What will the good professor say now, knowing that also the Japanese soldiers in Siberia and in Corea, and, principally, the sailors of Vladivostok, are beginning to succumb to the subversive propaganda of the Bolsheviks.

The latest news says that England has begun the evacuation of the Caucasus. If it is true that she is withdrawing her troops from Tiflis (the capital of the paradise of the Menshevik Republic of Georgia), it would mean that affairs in Asia are going wrong. Otherwise, England surely would not have left the poor Tseretelli without assistance. It has been stated in the Georgian papers that Italy has supported the English. At any rate, there is little probability that England will withdraw her troops from Baku and the Caucasus, because hardly would the foreign troops have departed, than serious calamities would overcome the secessionist socialist governments of the infinite number of republics in the Caucasus.

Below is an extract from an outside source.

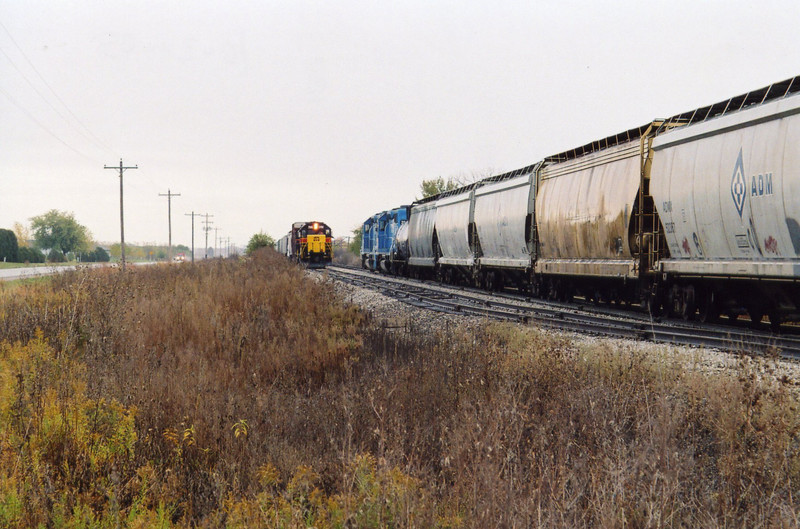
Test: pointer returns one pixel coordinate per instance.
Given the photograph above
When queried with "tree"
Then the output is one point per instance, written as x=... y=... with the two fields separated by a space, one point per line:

Woe to the Japanese, English and French imperialism, should the Asiatic powder-magazine blow up. If we concede that the European proletariat is not capable, because of the baseness of its leaders, to compel its bourgeoisie to cease warring against Russia, the Soviet Republic would be foolish if it did not try to destroy the enemy forces wherever possible, and the resulting damage would be irreparable. The moment of the fall of European domination in Asia will be perhaps the day of liberation for all the peoples in Asia as well as in the rest of the world.

-Avanti, September 24, 1919.

Soviet Russia began in the summer of 1919, published by the Bureau of Information of Soviet Russia and replaced The Weekly Bulletin of the Bureau of Information of Soviet Russia. In lieu of an Embassy the Russian Soviet Government Bureau was the official voice of the Soviets in the US. Soviet Russia was published as the official organ of the RSGB until February 1922 when Soviet Russia became to the official organ of The Friends of Soviet Russia, becoming Soviet Russia Pictorial in 1923. There is no better US-published source for information on the Soviet state at this time, and includes official statements, articles by prominent Bolsheviks, data on the Soviet economy, weekly reports on the wars for survival the Soviets were engaged in, as well as efforts to in the US to lift the blockade and begin trade with the emerging Soviet Union.